Why Vince is my Darling

On Monday morning I awoke to the dulcet tones of our acting leader on 5Live's "Wake up to Money". Vince was putting forward an eminently sensible proposal that rather than mortgage companies repossessing houses, they should look at a shared ownership option. Michael Coogan from the Council of Mortgage lenders tended to disagree. However, later this week, my own Managing Director, Clive Briault, warned that up to 1.4 million householders, with fixed rate mortgages that expired next year, could find themselves in difficulties.

Last year the FSA published the Baseline Survey an ambitious survey that measured the financial capability of the UK population. It found that although only a small proportion of the
population is experiencing problems with debt, they are often very severely affected. In addition, a further two million households (or around three million people) are exposed to potential difficulty in the event of deterioration in economic conditions, since they are constantly struggling to keep up with their commitments.

A combination of the credit crunch and fixed rate mortgages expiring is going to mean misery for many of our fellow citizens. It seems to me that if you had a choice between Darling, Osborne and man is head and shoulders above the rest. Darling seems scared and Osborne is scary. The people of this country need to be confident that whoever is responsible for the economic wellbeing of this country they know what they are doing, that they put the nation's interests before their own party political interests and that they will not be swayed by the need to keep the powerful financial services industry sweet.

Vince has always been ahead of the game in anticipating the problems, he has made tackling debt a particularly important issue, so when we met him on Monday I asked him whether he thought the problems we were facing were systemic. He did and he criticised Gordon Brown for not having had the bottle to face up to the banks - who he said operated rather like casinos - and implement the recommendations of the Cruikshank Report in 2000.

And Andrew Marr this morning acknowledged Vince's prowess as an economist, someone whose intelligent contribution to the debate on Northern Rock, the potential economic squeeze and the problem of tackling debt in this country, should not be underestimated.

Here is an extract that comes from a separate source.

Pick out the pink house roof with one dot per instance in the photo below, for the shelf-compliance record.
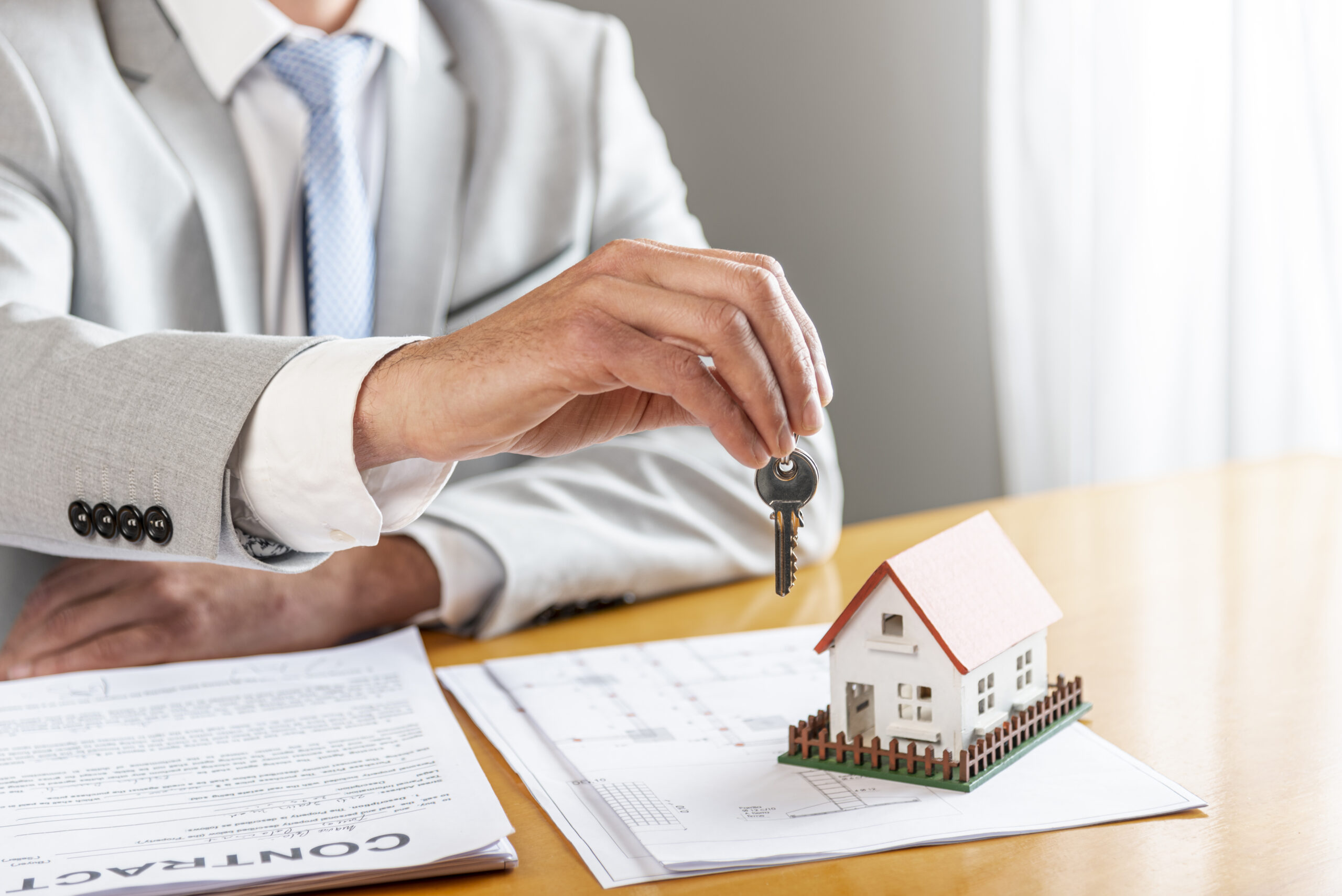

On a personal note I was also delighted to hear Vince picking up the issue of the failure in the duty of care of this government in relation to our armed forces, and calling for the honouring of the military covenant.

Good for you Vince, you are making the running and some. Let's hope whoever takes over from you next week they will be able to pick up your baton and continue the fight.

So, Darling, watch out, there is a far more competent shadow chancellor waiting in the wings, and George ain't!